Personal information
- Full name: Redon Yahcuroo Roemer
- Date of birth: 22 July 2001 (age 25)
- Place of birth: Amsterdam, Netherlands
- Height: 1.80 m (5 ft 11 in)
- Position: Winger

Team information
- Current team: Hebar Pazardzhik
- Number: 19

Youth career
- 0000–2009: Venlosche Boys
- 2009–2020: VVV-Venlo

Senior career*
- Years: Team / Apps / (Gls)
- 2018–2023: VVV-Venlo / 64 / (2)
- 2023: F91 Dudelange / 8 / (0)
- 2024: Voluntari / 0 / (0)
- 2024: VVV-Venlo / 8 / (0)
- 2025: Esperanza Pelt / 14 / (2)
- 2025–2026: Lokomotiv GO / 27 / (3)
- 2026–: Hebar Pazardzhik / 0 / (0)

= Yahcuroo Roemer =

Dutch footballer (born 2001)

Redon Yahcuroo Roemer (born 22 July 2001) is a professional footballer who plays as a winger for Bulgarian Second League club Hebar Pazardzhik. Born in the Netherlands, he plays for the Suriname national team.

==Career==
===VVV-Venlo===
Roemer was born in Amsterdam, Netherlands, but moved with his mother to Limburg as a three-year-old after his parents divorced. He progressed through the VVV-Venlo youth academy, and was promoted to the first team ahead of the 2018–19 season. Aged 17, he made his professional debut for VVV on 25 September 2018, coming on as a substitute for Patrick Joosten in a 3–0 win over Westlandia in the KNVB Cup.

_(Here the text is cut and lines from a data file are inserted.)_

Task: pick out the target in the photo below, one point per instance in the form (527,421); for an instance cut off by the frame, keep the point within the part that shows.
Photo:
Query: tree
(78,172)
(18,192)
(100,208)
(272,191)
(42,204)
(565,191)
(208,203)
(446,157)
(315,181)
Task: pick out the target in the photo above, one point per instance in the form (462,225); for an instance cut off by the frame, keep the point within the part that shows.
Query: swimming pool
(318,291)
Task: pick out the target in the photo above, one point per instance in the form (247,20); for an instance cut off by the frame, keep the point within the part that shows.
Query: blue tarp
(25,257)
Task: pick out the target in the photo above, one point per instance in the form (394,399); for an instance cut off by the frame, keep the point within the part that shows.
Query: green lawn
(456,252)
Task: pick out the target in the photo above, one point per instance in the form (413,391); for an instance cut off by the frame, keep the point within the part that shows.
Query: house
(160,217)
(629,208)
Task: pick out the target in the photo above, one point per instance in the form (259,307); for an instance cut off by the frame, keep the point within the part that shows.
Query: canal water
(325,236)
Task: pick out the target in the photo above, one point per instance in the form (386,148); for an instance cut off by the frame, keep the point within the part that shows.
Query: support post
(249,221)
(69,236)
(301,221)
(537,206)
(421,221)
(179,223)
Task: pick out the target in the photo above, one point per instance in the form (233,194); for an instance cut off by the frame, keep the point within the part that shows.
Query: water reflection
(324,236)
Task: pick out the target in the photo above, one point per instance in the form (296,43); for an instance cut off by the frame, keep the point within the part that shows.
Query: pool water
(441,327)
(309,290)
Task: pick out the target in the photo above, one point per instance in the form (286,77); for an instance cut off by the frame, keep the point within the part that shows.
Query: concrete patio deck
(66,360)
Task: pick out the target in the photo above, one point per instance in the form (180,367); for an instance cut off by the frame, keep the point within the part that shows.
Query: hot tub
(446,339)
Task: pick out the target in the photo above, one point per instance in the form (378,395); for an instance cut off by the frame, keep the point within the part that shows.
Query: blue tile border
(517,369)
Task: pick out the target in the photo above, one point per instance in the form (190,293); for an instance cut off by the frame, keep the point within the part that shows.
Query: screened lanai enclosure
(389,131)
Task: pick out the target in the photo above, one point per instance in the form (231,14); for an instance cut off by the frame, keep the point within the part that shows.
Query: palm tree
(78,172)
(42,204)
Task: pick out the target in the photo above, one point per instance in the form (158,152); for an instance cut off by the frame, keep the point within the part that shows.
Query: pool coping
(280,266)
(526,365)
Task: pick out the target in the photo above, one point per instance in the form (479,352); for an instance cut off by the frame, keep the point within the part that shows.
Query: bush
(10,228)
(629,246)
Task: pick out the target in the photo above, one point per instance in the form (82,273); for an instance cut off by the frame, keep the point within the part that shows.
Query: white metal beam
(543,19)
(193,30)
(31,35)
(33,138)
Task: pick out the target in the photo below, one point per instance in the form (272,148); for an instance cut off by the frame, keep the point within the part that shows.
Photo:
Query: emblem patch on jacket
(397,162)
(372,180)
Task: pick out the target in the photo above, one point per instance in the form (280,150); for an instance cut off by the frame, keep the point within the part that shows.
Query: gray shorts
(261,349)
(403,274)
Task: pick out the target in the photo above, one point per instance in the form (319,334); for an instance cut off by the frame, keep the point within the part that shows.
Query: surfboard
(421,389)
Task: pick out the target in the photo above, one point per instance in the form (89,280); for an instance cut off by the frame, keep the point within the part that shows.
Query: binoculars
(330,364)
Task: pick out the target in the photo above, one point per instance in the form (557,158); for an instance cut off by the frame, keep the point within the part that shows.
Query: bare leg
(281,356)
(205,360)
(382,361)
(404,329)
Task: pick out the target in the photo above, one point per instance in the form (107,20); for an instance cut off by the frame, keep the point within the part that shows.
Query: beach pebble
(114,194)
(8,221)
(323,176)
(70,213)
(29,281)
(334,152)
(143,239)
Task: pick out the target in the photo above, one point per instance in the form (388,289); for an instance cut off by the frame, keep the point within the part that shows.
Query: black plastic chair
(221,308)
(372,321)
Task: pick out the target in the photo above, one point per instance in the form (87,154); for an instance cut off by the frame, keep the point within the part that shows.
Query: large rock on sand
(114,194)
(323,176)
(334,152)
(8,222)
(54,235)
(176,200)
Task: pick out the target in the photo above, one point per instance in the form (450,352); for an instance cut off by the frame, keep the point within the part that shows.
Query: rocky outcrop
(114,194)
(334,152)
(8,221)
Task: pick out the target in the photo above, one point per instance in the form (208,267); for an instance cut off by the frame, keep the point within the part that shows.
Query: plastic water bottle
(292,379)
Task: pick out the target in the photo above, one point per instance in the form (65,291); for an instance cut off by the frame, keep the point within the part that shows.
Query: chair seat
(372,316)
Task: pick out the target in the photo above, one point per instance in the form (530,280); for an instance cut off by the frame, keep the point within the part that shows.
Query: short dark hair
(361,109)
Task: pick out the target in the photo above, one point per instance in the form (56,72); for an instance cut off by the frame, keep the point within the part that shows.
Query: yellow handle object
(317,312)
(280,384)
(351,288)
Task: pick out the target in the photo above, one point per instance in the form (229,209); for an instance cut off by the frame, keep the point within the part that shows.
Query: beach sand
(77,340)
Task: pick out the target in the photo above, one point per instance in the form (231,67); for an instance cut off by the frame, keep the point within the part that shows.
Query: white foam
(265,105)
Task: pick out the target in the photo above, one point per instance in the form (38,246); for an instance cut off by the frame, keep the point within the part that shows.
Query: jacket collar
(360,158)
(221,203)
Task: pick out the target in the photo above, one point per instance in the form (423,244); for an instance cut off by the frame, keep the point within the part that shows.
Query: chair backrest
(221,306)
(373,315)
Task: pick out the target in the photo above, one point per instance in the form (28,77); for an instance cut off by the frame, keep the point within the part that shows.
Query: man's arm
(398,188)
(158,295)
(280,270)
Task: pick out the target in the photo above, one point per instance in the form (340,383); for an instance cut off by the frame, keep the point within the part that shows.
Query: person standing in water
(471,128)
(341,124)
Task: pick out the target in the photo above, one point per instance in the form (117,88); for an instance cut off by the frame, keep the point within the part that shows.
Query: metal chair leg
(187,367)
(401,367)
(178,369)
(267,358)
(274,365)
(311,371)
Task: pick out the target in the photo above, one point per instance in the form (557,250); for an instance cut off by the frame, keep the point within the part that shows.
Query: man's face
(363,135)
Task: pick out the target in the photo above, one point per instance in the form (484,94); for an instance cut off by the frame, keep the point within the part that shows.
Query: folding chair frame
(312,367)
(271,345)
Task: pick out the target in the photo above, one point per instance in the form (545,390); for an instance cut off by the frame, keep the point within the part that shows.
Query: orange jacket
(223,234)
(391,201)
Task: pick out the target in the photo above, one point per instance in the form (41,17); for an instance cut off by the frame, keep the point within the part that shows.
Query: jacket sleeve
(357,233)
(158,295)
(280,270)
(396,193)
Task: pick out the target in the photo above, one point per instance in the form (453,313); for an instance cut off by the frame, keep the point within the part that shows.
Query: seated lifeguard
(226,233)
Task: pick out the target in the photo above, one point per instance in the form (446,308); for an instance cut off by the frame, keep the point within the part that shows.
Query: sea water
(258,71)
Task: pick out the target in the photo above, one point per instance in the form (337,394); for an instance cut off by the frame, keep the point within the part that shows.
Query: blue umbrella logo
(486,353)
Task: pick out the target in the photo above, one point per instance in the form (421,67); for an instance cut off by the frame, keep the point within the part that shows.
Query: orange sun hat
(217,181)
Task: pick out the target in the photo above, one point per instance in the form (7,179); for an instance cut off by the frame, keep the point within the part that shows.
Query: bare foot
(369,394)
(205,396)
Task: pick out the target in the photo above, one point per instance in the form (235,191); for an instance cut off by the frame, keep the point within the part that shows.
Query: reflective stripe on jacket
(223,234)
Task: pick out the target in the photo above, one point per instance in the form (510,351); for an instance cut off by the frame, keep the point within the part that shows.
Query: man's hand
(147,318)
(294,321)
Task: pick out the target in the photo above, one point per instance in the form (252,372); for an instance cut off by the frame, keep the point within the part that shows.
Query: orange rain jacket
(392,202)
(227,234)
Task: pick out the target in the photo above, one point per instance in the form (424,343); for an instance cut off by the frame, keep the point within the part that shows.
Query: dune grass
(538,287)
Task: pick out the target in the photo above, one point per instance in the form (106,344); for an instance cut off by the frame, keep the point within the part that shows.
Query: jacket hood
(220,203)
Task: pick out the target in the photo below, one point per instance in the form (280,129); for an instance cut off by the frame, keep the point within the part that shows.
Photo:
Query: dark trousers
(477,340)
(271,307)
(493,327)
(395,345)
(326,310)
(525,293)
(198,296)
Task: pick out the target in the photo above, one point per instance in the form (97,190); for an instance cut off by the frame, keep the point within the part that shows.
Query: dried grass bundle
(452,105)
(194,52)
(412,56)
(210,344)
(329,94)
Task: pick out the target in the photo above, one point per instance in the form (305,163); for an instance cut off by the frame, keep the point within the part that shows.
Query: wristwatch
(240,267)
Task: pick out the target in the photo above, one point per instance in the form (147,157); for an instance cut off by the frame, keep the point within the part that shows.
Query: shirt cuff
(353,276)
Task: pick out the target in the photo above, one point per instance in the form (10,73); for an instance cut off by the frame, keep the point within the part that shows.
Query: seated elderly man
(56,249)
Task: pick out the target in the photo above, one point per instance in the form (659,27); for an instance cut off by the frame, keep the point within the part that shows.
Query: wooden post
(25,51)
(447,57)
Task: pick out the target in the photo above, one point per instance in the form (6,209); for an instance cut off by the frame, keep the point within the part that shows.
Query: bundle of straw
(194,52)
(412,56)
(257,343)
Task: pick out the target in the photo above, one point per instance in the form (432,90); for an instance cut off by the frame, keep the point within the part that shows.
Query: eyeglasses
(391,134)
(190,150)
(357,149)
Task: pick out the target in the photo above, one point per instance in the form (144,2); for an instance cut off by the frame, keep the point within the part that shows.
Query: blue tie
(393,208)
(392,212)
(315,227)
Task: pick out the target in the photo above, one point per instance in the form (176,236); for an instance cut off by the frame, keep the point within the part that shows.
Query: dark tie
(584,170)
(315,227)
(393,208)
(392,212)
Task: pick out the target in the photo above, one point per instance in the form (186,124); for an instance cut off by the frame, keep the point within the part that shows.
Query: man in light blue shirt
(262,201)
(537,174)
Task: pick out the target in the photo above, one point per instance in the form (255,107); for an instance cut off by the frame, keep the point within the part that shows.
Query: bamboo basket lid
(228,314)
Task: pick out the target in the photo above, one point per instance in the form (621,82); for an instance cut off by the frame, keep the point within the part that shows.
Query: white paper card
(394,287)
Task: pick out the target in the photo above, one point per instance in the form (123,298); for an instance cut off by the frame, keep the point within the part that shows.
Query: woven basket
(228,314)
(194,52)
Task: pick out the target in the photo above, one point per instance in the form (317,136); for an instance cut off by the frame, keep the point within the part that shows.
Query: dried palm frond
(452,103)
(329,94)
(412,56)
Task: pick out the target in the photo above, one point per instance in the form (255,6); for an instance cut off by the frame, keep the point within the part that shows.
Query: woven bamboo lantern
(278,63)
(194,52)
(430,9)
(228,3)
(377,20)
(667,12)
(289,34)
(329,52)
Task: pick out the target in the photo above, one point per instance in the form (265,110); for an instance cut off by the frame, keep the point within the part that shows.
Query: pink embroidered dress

On 3 April 2020, Roemer signed his first professional contract with VVV, a two-year deal with an option of an additional year. Roemer made his Eredivisie debut for VVV-Venlo on 24 October 2020 as a late substitute in a historic 13–0 home loss to Ajax. On 31 July 2020, he received the Jan Klaassens Award, the yearly award for VVV's best academy player.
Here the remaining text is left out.